For a choreographer, dance can be a conversation

Contorting the imagination with choreographer Alice Gosti, ’08.



Oftentimes, dancing is about pushing the body. How many turns can I do? How long can I balance? How high can I kick?

But dance moves can also have meaning, says Italian-born choreographer Alice Gosti. “Movement is a language that is capable of communicating. I’m not miming, I’m not doing sign language, but I’m talking to the audience.”

Think of it like a metaphor, Gosti says. Just like words and phrases, body movements can shift meaning from one context to the next.

An example: In a recent piece, “How to Become a Partisan,” Gosti explored the concept of apathy. A single performer meanders across the stage as six other dancers grab hold of her and move her like a marionette—each person assigned to a different body part.

“The idea is how puppet-like we are,” Gosti says. “We just continue going, not listening to all of these agents and forces. The performer is just walking, not paying attention. I’m trying to create ways that movement can communicate and ask questions.”

This fall, Gosti took an artist residency in North Carolina to teach dance to new immigrants and refugees, some of whom don’t speak English. “Dance is based in the body and we all have a body,” she says, “so we are able to communicate.”

It starts with action, then imitation, then repetition. A conversation. The exchange of movement creates a common language.

“As I develop that language, we begin to look at their history as immigrants in this country,” Gosti says.

Along the way, she interviewed them about their experience coming to America. The project was designed to create alternative narratives for immigrants. “Narratives that are not exoticizing, shaming, stereotyping or labeling. How do we make space for identities of the individual?”

Gosti can relate to new immigrants. Born to an American mother and an Italian father, she grew up in Italy and spent her summers in Seattle.

“When I was living in Italy, everybody always thought that I was American, but I had no idea what it meant to be an American,” she says. “I needed to figure out what this American side of me is.”

Alice Gosti, in polka dots, with dancers Kaitlin McCarthy, Alyza DelPan-Monley and Lorraine Lau.

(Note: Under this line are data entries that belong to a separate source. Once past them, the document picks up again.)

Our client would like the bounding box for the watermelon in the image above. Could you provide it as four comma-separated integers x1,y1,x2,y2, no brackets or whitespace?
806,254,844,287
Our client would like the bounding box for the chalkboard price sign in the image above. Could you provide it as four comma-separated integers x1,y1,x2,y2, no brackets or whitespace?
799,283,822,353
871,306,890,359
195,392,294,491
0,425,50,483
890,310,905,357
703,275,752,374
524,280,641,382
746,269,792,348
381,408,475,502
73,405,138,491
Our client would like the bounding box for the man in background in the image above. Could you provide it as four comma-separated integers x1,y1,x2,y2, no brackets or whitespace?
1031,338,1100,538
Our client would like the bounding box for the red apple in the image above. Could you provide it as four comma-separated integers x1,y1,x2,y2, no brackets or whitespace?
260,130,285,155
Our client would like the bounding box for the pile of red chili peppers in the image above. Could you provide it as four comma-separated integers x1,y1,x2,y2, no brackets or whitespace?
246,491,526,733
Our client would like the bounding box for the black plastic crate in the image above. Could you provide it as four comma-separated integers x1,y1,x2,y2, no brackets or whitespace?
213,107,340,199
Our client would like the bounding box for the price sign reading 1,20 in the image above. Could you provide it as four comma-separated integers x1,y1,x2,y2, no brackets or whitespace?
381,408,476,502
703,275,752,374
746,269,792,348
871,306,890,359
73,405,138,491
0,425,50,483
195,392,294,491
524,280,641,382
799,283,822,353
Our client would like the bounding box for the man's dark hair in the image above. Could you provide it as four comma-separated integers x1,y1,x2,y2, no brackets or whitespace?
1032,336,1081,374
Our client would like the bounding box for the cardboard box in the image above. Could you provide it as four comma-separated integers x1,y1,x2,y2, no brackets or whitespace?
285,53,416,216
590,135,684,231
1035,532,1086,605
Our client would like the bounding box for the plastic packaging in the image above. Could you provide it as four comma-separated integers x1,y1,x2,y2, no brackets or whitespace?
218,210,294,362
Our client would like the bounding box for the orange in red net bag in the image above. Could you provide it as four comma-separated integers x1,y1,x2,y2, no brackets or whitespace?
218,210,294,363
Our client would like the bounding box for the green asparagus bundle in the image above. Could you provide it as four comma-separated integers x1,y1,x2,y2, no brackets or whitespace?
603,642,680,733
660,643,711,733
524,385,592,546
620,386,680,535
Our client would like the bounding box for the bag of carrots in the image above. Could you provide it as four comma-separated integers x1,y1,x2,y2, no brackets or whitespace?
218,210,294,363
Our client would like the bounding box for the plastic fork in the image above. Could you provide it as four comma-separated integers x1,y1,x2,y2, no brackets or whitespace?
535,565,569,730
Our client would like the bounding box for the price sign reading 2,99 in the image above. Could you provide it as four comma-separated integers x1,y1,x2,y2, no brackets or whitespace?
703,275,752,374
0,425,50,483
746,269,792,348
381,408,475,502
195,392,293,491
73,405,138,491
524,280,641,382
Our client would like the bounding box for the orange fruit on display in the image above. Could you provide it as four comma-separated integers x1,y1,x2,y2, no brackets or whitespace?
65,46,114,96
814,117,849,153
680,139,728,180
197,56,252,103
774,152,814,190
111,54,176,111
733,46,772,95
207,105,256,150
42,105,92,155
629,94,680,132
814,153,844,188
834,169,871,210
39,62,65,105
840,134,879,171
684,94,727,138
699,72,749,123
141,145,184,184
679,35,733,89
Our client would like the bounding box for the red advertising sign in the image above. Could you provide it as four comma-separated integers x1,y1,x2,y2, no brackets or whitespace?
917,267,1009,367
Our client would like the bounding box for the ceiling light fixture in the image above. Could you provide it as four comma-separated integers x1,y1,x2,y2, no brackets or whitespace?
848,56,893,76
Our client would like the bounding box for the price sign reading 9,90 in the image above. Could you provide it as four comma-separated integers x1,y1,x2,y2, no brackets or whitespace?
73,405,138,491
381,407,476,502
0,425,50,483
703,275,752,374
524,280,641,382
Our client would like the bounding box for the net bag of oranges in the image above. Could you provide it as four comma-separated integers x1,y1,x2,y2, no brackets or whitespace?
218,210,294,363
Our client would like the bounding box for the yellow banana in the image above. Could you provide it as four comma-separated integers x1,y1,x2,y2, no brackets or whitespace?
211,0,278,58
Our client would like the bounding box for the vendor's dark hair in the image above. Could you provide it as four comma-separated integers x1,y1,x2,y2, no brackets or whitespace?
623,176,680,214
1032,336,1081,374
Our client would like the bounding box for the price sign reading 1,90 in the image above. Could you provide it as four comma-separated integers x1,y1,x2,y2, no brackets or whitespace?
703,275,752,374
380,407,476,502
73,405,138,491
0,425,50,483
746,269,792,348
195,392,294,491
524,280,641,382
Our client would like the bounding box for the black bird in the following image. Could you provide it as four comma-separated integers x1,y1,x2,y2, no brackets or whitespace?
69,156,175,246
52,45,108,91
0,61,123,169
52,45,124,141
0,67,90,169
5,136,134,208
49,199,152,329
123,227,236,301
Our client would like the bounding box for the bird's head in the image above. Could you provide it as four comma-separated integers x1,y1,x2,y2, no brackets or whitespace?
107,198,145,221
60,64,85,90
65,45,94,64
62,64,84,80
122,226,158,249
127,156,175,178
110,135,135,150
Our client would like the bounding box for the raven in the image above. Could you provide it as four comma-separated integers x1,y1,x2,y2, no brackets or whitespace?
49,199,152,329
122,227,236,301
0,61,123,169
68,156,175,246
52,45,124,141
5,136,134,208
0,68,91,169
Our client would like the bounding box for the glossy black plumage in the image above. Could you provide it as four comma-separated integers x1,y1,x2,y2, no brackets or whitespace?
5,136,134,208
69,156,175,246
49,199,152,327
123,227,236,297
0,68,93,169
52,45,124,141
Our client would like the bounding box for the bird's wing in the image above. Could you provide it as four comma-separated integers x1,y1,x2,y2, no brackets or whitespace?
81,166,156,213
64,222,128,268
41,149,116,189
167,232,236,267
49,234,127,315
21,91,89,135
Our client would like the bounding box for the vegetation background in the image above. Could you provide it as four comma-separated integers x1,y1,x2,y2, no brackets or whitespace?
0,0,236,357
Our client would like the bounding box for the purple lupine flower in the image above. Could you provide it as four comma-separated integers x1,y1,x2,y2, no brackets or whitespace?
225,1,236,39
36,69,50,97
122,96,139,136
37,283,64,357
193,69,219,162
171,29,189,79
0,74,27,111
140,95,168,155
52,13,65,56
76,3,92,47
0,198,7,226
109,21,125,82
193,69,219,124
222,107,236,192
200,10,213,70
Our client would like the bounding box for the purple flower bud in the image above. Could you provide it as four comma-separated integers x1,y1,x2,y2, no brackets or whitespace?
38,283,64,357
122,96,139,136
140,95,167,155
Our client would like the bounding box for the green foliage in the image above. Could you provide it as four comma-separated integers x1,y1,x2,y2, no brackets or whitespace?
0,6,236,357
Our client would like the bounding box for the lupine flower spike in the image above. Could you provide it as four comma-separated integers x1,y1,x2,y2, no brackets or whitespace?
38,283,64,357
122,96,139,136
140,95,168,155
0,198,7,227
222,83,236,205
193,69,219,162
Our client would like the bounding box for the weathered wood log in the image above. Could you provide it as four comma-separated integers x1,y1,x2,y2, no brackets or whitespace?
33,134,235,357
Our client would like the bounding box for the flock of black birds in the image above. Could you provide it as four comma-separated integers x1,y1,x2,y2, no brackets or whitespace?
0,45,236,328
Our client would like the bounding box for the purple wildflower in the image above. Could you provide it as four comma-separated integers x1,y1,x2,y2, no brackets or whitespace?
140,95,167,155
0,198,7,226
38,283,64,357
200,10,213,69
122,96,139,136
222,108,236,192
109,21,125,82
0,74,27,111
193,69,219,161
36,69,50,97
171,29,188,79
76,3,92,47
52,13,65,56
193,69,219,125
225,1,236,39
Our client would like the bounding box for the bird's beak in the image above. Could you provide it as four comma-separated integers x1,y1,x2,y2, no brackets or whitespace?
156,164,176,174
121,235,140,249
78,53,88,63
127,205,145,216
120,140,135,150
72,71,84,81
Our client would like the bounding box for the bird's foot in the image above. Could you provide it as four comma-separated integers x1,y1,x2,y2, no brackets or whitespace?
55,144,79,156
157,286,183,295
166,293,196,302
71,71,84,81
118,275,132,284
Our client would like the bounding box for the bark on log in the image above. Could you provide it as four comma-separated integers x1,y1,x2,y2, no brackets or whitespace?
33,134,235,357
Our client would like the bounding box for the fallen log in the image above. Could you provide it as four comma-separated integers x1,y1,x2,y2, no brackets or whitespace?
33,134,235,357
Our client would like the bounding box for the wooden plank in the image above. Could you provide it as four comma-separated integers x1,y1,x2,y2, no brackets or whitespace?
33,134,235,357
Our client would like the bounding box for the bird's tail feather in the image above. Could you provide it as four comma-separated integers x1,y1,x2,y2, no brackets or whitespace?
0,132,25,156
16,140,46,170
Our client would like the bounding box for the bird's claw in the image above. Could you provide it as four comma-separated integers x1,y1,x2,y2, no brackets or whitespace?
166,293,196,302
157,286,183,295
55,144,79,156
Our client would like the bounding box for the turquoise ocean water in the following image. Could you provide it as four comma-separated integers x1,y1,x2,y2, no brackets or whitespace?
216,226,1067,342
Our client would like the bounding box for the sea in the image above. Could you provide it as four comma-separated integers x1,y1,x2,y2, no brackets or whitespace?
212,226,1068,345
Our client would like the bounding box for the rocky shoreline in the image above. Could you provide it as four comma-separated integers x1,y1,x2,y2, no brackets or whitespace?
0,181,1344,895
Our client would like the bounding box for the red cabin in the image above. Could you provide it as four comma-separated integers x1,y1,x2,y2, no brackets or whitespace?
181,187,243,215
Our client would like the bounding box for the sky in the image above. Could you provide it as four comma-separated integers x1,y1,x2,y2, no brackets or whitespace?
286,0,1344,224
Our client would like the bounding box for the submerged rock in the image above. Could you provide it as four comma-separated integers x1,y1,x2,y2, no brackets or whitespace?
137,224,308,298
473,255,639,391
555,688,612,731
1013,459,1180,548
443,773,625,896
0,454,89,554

She took choreography courses as a teenager in Europe and won admittance to several conservatories. But after talking with an adviser, she chose to apply to the UW School of Dance.

“I hear sometimes people have a hard time in a big university. For me, coming from where I was coming from, it wasn’t overwhelming at all—it was freedom. Having infinite possibilities of things I could learn and movies and books I could borrow from the library, it was like a candy shop.”

A decade after graduating, Gosti is now primarily a choreographer.

“Do I believe that dance is going to save the world? Yes and no,” Gosti says. “I believe in poetic resistance.”